GoQuery is a package for Go that provides a set of features to scrape and manipulate HTML documents similarly to jQuery. To scrape HTML tables into structured data using GoQuery, you'll need to perform the following steps:
Install GoQuery: If you haven't already installed GoQuery, you can do so using Go's package manager:
go get github.com/PuerkitoBio/goquery
Fetch the HTML content: Use Go's standard
net/http
package to fetch the HTML content you want to scrape.Parse the HTML content with GoQuery: Once you've got the HTML content, you can load it into GoQuery and start querying the document.
Iterate over the table rows: Find the table and iterate over its rows, extracting the columns (cells) into your structured data format.

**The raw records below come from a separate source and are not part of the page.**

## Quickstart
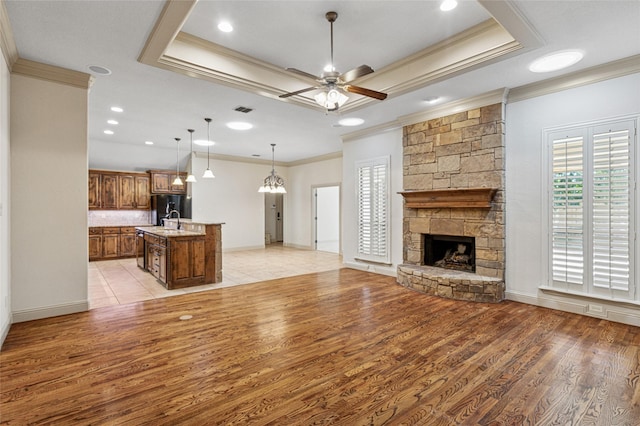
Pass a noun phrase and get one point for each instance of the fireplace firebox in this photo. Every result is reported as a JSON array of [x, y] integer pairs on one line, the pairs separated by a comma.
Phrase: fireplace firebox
[[450, 252]]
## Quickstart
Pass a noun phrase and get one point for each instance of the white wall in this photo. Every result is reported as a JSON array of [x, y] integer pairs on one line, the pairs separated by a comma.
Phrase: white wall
[[298, 214], [5, 255], [232, 198], [526, 251], [48, 198], [385, 144]]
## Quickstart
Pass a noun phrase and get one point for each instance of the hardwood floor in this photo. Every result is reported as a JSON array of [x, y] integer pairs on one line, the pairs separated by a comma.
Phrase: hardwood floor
[[341, 347]]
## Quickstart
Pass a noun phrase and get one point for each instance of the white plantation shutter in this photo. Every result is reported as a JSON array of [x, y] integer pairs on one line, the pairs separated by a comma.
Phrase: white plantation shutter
[[611, 209], [592, 215], [373, 217], [567, 211]]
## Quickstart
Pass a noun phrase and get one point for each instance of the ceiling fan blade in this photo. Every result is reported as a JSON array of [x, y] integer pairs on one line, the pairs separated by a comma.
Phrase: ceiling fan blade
[[297, 92], [302, 73], [365, 92], [356, 73]]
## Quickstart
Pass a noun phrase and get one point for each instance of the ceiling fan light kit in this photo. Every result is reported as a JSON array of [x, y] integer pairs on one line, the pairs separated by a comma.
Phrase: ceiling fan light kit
[[333, 84]]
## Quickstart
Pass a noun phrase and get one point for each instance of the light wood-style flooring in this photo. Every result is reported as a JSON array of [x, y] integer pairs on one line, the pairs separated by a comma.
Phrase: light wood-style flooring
[[341, 347], [120, 281]]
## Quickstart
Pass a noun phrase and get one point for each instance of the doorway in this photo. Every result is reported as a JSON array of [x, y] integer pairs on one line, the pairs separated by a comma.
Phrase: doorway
[[273, 218], [327, 218]]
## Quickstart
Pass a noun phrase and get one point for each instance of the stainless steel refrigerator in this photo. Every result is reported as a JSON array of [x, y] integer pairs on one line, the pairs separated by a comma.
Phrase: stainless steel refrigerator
[[161, 205]]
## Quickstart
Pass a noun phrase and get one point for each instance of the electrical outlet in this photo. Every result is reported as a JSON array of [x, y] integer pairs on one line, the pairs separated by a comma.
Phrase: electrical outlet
[[596, 309]]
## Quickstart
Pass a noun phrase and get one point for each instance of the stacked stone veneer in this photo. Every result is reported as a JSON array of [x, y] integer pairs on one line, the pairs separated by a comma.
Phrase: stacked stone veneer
[[463, 150]]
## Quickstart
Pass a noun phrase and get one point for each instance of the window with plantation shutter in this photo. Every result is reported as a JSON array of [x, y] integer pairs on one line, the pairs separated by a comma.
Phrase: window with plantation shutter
[[373, 218], [592, 214]]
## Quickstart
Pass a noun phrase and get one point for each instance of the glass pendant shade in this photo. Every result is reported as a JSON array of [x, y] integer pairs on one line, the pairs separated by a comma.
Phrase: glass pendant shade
[[177, 181], [191, 178], [331, 100], [208, 174], [273, 183]]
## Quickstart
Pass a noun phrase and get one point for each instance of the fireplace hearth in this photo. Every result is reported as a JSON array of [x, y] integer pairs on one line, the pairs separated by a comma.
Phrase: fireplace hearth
[[453, 216]]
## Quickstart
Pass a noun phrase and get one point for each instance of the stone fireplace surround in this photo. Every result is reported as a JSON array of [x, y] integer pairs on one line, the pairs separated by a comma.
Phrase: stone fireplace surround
[[445, 160]]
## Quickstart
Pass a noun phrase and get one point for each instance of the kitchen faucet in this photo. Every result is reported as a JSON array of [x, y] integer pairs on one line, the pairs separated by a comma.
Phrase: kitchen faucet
[[178, 213]]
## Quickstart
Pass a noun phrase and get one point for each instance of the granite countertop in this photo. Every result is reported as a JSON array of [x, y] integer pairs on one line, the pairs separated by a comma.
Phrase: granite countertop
[[161, 231]]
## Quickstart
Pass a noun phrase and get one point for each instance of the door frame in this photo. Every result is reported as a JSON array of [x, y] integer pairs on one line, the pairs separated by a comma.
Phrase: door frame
[[314, 209]]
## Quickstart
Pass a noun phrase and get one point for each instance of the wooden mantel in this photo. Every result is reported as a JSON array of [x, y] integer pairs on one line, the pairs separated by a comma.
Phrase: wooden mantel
[[449, 198]]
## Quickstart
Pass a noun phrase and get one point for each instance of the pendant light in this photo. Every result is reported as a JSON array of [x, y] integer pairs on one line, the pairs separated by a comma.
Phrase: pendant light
[[208, 174], [191, 178], [177, 180], [273, 183]]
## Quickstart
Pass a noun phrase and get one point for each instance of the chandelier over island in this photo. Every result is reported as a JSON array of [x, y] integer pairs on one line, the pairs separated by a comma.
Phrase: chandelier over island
[[273, 183]]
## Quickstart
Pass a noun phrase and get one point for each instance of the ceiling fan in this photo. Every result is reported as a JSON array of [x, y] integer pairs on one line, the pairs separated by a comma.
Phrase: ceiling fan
[[333, 82]]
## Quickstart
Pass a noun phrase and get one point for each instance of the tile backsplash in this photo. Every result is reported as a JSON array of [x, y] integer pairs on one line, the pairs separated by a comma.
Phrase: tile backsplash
[[119, 217]]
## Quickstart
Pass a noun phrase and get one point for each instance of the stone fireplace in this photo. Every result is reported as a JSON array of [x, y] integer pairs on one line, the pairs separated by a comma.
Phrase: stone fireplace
[[450, 252], [453, 175]]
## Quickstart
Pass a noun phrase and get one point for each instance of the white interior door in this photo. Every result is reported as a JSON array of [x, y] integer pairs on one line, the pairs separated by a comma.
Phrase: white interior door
[[327, 218]]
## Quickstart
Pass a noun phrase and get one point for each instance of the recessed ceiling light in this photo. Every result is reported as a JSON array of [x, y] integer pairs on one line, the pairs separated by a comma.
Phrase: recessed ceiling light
[[204, 142], [225, 27], [556, 61], [353, 121], [239, 125], [100, 70], [448, 5]]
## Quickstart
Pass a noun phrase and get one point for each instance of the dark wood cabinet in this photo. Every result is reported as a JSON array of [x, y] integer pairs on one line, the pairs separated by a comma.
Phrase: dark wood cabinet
[[109, 191], [186, 260], [95, 243], [95, 191], [143, 192], [119, 191], [111, 242], [162, 182], [127, 242]]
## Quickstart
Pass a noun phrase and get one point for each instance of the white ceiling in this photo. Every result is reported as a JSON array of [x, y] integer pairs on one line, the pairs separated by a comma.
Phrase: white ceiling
[[161, 104]]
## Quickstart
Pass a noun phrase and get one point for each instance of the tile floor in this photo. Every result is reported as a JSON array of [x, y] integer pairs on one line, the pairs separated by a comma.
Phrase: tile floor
[[118, 282]]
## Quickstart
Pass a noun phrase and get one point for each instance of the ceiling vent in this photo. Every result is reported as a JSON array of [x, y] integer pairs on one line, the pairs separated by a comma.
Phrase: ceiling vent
[[243, 109]]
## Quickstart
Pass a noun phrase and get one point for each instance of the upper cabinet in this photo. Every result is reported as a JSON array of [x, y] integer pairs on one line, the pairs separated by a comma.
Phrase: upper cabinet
[[162, 182], [119, 191]]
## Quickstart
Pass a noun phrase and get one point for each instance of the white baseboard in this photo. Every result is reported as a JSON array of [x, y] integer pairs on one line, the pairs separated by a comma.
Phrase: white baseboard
[[50, 311], [391, 271], [609, 311], [4, 332]]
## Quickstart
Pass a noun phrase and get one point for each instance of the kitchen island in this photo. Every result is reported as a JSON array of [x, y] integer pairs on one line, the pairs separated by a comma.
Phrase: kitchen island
[[185, 257]]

Here's a complete example of how to use GoQuery to scrape data from an HTML table:
package main
import (
"fmt"
"log"
"net/http"
"github.com/PuerkitoBio/goquery"
)
func scrapeTable(url string) ([]map[string]string, error) {
// Fetch the HTML page.
res, err := http.Get(url)
if err != nil {
return nil, err
}
defer res.Body.Close()
if res.StatusCode != 200 {
return nil, fmt.Errorf("status code error: %d %s", res.StatusCode, res.Status)
}
// Load the HTML document into GoQuery.
doc, err := goquery.NewDocumentFromReader(res.Body)
if err != nil {
return nil, err
}
var data []map[string]string
// Find the table and iterate over its rows.
doc.Find("table.my-table-selector tbody tr").Each(func(i int, row *goquery.Selection) {
// For each row, find the cells.
var rowData map[string]string
row.Find("td").Each(func(j int, cell *goquery.Selection) {
// Use the cell's index or a known header to create structured data.
// For example, if you know the headers of the table:
switch j {
case 0:
rowData["Header1"] = cell.Text()
case 1:
rowData["Header2"] = cell.Text()
// Add more cases as needed.
}
})
data = append(data, rowData)
})
return data, nil
}
func main() {
url := "http://example.com/table.html"
tableData, err := scrapeTable(url)
if err != nil {
log.Fatal(err)
}
// Do something with the scraped table data.
fmt.Println(tableData)
}
In this example, scrapeTable
is a function that takes a URL, fetches the HTML content, parses it with GoQuery, and then iterates over the rows of the table with the selector table.my-table-selector
. For each row, it creates a map of strings representing the structured data for that row. You'll need to adjust the selector table.my-table-selector
to match the actual selector of the table you want to scrape.
Finally, the main
function calls scrapeTable
with the URL of the page containing the table and prints out the structured data. You would replace "http://example.com/table.html"
with the actual URL of the table you want to scrape.
Remember to handle the structure of the table properly. If the table has headers, you may want to use them to create the keys for your structured data maps. If not, you can rely on the column index, as shown in the switch statement in the example.